This is it. I really can’t wrap my head around why new years eve is such a thing, but it always is: so much weight on one night that throws us into raw panic; you better make this evening the greatest of the year, it’s your last chance!
It’s not going to work anyway. So I decided to skip it. Also, I am not going to make this my end-of-year review, because I know that we will wake up tomorrow, and there will be just another day, another month, another year waiting for us. It’s only names that change.
Over Christmas, I met friends from school, and we shared our best moments of the past year. It was hard to think of something—not because my year was shit; there were ups and downs, and 12 months are long. I tried to explain this one recent evening, where we luckily got cheap tickets for the Vienna Burg theatre, and afterwards we stumbled out into the Austrian night, and it was so clear, and we decided to walk home, because you can just walk everywhere in Vienna, and on our way, we ate a cheese-filled sausage (don’t ask), and it was all very easy.
Easy was what I needed. We spent so much time in coffee houses again, and that was easy too: “More Royals or more Celebrities?”, asks my friend and holds up a bunch of tabloid magazines. Hours passed, and we let them, we just read and said nothing. I find talking really hard sometimes, which is probably a bourgeois problem. I enjoy being silent.
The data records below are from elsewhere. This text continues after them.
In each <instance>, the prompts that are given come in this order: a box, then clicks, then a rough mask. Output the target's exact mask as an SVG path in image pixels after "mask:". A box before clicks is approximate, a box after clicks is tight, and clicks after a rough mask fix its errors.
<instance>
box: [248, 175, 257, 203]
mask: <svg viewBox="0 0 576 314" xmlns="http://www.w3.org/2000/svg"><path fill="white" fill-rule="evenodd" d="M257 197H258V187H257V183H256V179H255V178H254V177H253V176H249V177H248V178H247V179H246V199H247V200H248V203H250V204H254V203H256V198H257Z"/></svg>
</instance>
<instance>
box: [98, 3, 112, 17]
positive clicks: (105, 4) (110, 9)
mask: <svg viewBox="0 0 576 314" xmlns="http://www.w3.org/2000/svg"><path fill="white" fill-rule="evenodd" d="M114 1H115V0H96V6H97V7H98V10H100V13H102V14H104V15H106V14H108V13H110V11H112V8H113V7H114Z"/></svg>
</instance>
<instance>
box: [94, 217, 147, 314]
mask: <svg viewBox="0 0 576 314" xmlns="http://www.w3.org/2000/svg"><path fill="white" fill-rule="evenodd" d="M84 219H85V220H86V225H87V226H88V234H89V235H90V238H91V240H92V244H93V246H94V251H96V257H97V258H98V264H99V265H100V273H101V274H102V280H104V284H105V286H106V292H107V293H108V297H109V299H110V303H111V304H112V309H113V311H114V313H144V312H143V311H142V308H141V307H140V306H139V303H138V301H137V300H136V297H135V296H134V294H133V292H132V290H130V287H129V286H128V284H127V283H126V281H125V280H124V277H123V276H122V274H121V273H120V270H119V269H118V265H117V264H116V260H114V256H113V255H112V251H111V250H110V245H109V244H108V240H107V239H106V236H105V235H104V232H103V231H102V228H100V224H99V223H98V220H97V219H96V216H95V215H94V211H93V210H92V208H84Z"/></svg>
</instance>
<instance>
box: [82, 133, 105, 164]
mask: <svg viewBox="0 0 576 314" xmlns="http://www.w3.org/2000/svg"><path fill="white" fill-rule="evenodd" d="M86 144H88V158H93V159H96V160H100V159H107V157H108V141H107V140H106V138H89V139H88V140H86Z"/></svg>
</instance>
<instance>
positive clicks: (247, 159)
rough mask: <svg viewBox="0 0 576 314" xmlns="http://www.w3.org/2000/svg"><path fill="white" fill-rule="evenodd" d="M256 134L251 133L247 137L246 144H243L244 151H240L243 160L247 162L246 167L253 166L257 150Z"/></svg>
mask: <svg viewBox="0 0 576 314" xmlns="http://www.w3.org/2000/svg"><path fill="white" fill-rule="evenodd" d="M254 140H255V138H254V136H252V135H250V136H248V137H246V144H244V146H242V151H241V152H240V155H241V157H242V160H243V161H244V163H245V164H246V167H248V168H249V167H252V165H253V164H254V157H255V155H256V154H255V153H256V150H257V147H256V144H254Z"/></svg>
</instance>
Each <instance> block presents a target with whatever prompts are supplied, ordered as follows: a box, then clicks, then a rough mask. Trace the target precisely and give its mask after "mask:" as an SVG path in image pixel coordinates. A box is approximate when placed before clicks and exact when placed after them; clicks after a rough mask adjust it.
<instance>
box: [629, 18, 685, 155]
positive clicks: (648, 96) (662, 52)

This year ends with a lot of things it started with. Sholem published his first book with his Berlin Diary drawings. I keep re-reading Elisabeths weekly summaries, because they are soft and gentle everyday life observations. I still watch Roger Willemsen on YouTube, and I wish he could have said or written something to hold onto after 2016.
For the next year, I plan to discover more music. I’ve been listening to only two albums recently: Solange’s True (2012), and Pure Bathing Culture’s Pray For Rain (2015). I saved some tracks on Spotify, but I can’t remember titles or artists, which is sad.
Two days ago, a thin but cold layer of frost covered the city I am currently in. Winter came back. Twelve months ago, I couldn’t wait for it to leave, I almost couldn’t bear Berlin anymore. But Summer saved me, yet again. And I am impatient for it to arrive. Four more months. And then another year. Another round. Let’s make it count.